Remember that training a network means **finding the best set of weights** to map inputs to outputs in your dataset.

* Specify the [**loss function**](https://machinelearningmastery.com/how-to-choose-loss-functions-when-training-deep-learning-neural-networks/) to use to evaluate a set of weights, the **optimizer** used to search through different weights for the network, and the [**metrics**](https://keras.io/api/metrics/) to evaluate the training.

In [18]:
# compile the keras model
model.compile(loss='binary_crossentropy', optimizer='adam', metrics=['accuracy'])

#cross entropy as the loss argument. This loss is for binary classification problems.
#stochastic gradient descent algorithm “adam“

###Fit Keras Model
* You have defined your model and compiled it to get ready for efficient computation.

* Now it is time to execute the model on some data: train or fit your model on your loaded data by calling the fit() function on the model.

Training occurs over epochs, and each epoch is split into batches.
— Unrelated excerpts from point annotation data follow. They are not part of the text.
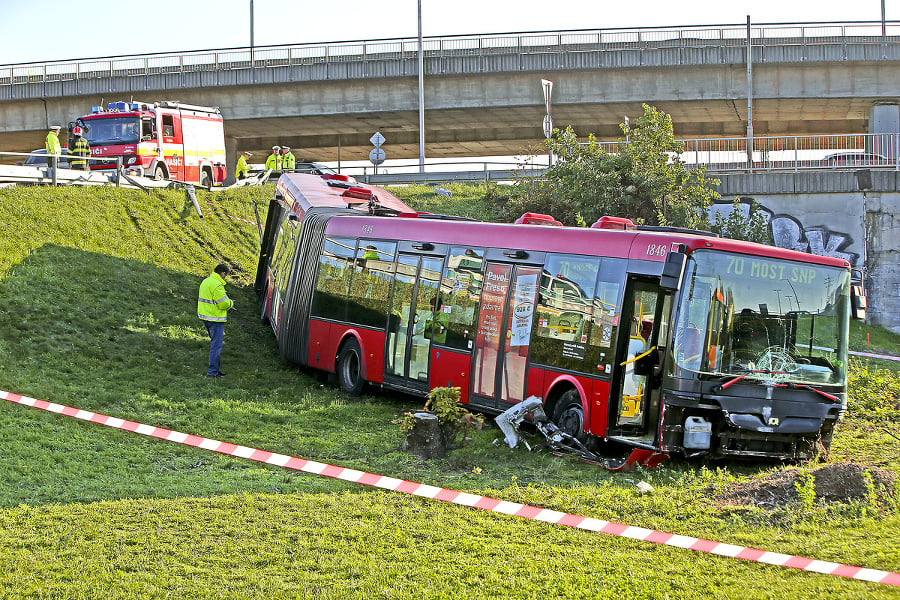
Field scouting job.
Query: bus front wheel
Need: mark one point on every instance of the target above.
(349, 368)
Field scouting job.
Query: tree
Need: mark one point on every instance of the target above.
(644, 180)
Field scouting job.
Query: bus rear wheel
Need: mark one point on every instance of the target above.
(569, 417)
(349, 368)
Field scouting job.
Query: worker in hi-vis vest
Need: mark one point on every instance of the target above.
(288, 162)
(274, 160)
(80, 150)
(242, 169)
(52, 145)
(213, 305)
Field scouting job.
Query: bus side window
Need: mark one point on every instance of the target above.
(607, 309)
(461, 293)
(562, 328)
(333, 278)
(370, 286)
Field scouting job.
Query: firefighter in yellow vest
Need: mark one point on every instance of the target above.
(288, 161)
(274, 160)
(213, 305)
(80, 150)
(51, 145)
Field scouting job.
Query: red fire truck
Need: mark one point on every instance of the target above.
(163, 140)
(661, 339)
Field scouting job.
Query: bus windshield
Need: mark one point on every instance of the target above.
(766, 319)
(110, 131)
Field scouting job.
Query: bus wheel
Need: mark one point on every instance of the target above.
(349, 368)
(569, 416)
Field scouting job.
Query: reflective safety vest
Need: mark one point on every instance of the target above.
(81, 150)
(273, 162)
(213, 303)
(52, 144)
(242, 169)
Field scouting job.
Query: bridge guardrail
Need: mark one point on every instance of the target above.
(762, 36)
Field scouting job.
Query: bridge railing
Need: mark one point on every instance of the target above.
(849, 152)
(790, 153)
(762, 36)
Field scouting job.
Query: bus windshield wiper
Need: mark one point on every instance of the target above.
(808, 387)
(749, 372)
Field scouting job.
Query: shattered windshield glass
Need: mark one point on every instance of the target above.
(110, 131)
(763, 318)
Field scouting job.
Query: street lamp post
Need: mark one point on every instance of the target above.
(421, 97)
(547, 86)
(252, 58)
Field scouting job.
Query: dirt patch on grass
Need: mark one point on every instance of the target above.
(836, 482)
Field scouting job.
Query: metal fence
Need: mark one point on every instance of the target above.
(834, 36)
(796, 153)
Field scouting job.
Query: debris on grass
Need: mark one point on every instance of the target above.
(835, 482)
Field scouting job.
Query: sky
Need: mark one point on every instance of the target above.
(45, 30)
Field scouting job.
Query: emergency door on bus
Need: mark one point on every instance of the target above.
(635, 406)
(503, 334)
(408, 334)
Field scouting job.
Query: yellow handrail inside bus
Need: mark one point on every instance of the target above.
(639, 356)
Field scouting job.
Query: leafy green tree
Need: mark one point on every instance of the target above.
(644, 180)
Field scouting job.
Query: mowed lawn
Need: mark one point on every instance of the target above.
(98, 311)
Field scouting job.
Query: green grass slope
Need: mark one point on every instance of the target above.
(98, 311)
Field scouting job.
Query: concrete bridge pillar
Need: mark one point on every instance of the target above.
(884, 119)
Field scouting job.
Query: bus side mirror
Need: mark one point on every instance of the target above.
(673, 271)
(858, 302)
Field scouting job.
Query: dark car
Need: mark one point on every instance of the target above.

Read more [here](https://machinelearningmastery.com/difference-between-a-batch-and-an-epoch/).

* **Epoch:** One pass through all of the rows in the training dataset
* **Batch:** One or more samples considered by the model within an epoch before weights are updated

In [None]:
# fit the keras model on the dataset
classifier = model.fit(X_train, y_train, epochs=200, batch_size=100, verbose=1) #set verbose = 1 to see the fitting process on screen.
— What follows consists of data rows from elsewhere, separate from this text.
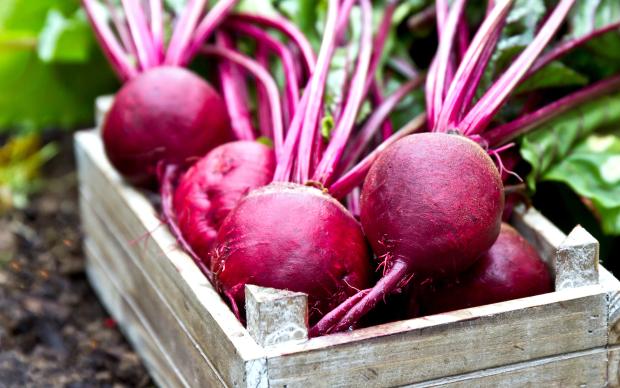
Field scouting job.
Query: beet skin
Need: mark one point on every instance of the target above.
(432, 200)
(430, 206)
(165, 114)
(293, 237)
(211, 188)
(511, 269)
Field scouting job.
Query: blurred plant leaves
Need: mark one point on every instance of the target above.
(51, 68)
(582, 149)
(21, 159)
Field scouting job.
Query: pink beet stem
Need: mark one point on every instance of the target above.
(463, 38)
(285, 165)
(343, 20)
(141, 34)
(121, 28)
(333, 153)
(376, 97)
(315, 91)
(378, 49)
(475, 59)
(331, 318)
(234, 92)
(157, 28)
(445, 55)
(183, 31)
(211, 21)
(476, 76)
(167, 178)
(402, 67)
(568, 46)
(109, 44)
(482, 113)
(285, 55)
(285, 27)
(263, 76)
(509, 131)
(264, 115)
(384, 287)
(356, 175)
(379, 115)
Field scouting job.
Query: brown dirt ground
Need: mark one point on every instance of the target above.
(53, 330)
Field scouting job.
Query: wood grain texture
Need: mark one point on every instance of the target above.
(135, 327)
(133, 220)
(613, 367)
(448, 344)
(478, 344)
(576, 260)
(102, 106)
(276, 316)
(579, 369)
(130, 280)
(612, 287)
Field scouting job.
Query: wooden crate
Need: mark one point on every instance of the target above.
(187, 336)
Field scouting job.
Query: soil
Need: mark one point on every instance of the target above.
(53, 330)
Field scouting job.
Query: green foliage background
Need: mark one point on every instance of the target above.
(50, 66)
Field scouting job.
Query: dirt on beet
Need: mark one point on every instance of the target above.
(53, 329)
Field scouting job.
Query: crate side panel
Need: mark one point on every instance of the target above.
(131, 281)
(612, 286)
(142, 338)
(134, 221)
(435, 351)
(580, 369)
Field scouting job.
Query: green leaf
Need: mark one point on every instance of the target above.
(556, 140)
(327, 126)
(65, 39)
(58, 91)
(21, 159)
(555, 74)
(262, 7)
(592, 170)
(600, 57)
(588, 15)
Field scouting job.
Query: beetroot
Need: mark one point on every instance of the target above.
(212, 187)
(164, 114)
(430, 206)
(293, 237)
(511, 269)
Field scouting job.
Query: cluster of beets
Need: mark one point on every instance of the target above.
(426, 207)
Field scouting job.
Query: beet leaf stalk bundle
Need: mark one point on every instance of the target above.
(292, 234)
(438, 216)
(164, 113)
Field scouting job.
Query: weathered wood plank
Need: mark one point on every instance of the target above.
(132, 219)
(576, 260)
(580, 369)
(612, 287)
(613, 367)
(412, 351)
(102, 106)
(448, 344)
(148, 301)
(276, 316)
(136, 329)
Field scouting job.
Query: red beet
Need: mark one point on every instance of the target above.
(511, 269)
(430, 206)
(293, 237)
(210, 189)
(165, 114)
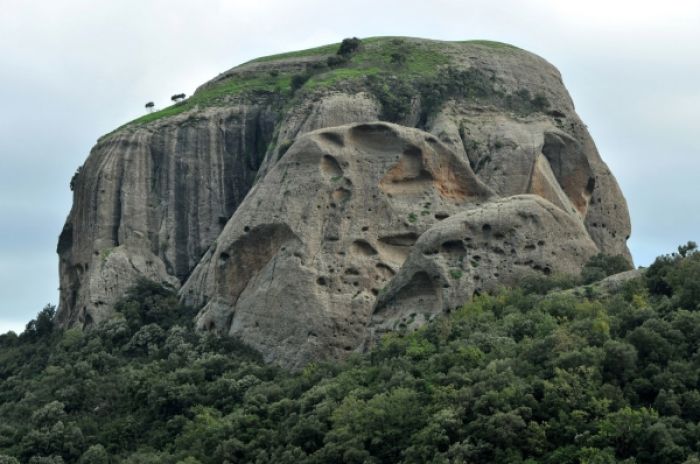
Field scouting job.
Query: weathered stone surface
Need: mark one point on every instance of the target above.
(296, 270)
(479, 250)
(160, 193)
(292, 216)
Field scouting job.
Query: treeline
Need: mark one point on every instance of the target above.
(515, 377)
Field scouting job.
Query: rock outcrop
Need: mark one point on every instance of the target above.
(372, 193)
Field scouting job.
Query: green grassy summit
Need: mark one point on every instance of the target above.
(406, 59)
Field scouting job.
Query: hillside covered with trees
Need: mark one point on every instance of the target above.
(531, 374)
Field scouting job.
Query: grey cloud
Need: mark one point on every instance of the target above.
(75, 69)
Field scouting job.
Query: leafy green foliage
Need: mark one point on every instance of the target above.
(602, 265)
(522, 376)
(349, 46)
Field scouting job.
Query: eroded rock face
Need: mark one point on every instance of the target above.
(304, 225)
(479, 250)
(157, 196)
(296, 271)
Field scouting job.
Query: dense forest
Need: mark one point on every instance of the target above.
(534, 374)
### Let's visualise the behavior of the model in terms of loss and accuracy

In [None]:
# Get the history data for the classifier:
print(classifier.history.keys())

In [None]:
# Plot Accuracy over the epochs
plt.plot(classifier.history['accuracy'])
plt.ylabel('accuracy')
plt.xlabel('epoch')
plt.title('model accuracy')
plt.legend(['train'], loc='upper left')
plt.show()

# Plot Loss over the epochs
plt.plot(classifier.history['loss'])
plt.ylabel('loss')
plt.xlabel('epoch')
plt.title('model loss')
plt.legend(['train'], loc='upper left')
plt.show()

###Evaluate Keras Model

* Ideally, you would like the loss to go to zero and the accuracy to go to 1.0 (e.g., 100%). This is not possible for any but the most trivial machine learning problems. 
* Instead, you will always have some error in your model. The goal is to **choose a model configuration and training configuration that achieve the lowest loss and highest accuracy possible** for a given dataset.

In [None]:
# evaluate the keras model
loss, accuracy = model.evaluate(X_train, y_train)
print('Accuracy: %.2f' % (accuracy*100))
print(loss,accuracy)


### Make Predictions and Assess the Performance on Testing set (Blind)

In [None]:
# #Predict the testing set
predictions = (model.predict(X_test) > 0.5).astype(int)

#Accuracy classification score
acc = float(round(metrics.accuracy_score(y_test, predictions),3))

#Compute the balanced accuracy.
bacc = float(round(metrics.balanced_accuracy_score(y_test, predictions),3))

#Compute the Matthews correlation coefficient (MCC)
mcc = float(round(metrics.matthews_corrcoef(y_test, predictions),3))

#Compute the F1 score, also known as balanced F-score or F-measure.
f1 = float(round(metrics.f1_score(y_test, predictions),3))

#Show results as a DataFrame:
results = {'Accuracy' : [acc], 'Balanced Accuracy' : [bacc], 'MCC' : [mcc], 'F1-Score' : [f1]}
df_results = pd.DataFrame.from_dict(data = results, orient='columns')
print(df_results)

* Discussion: How can you compare this result with the previous (unsupervised with the same Sepsis data)?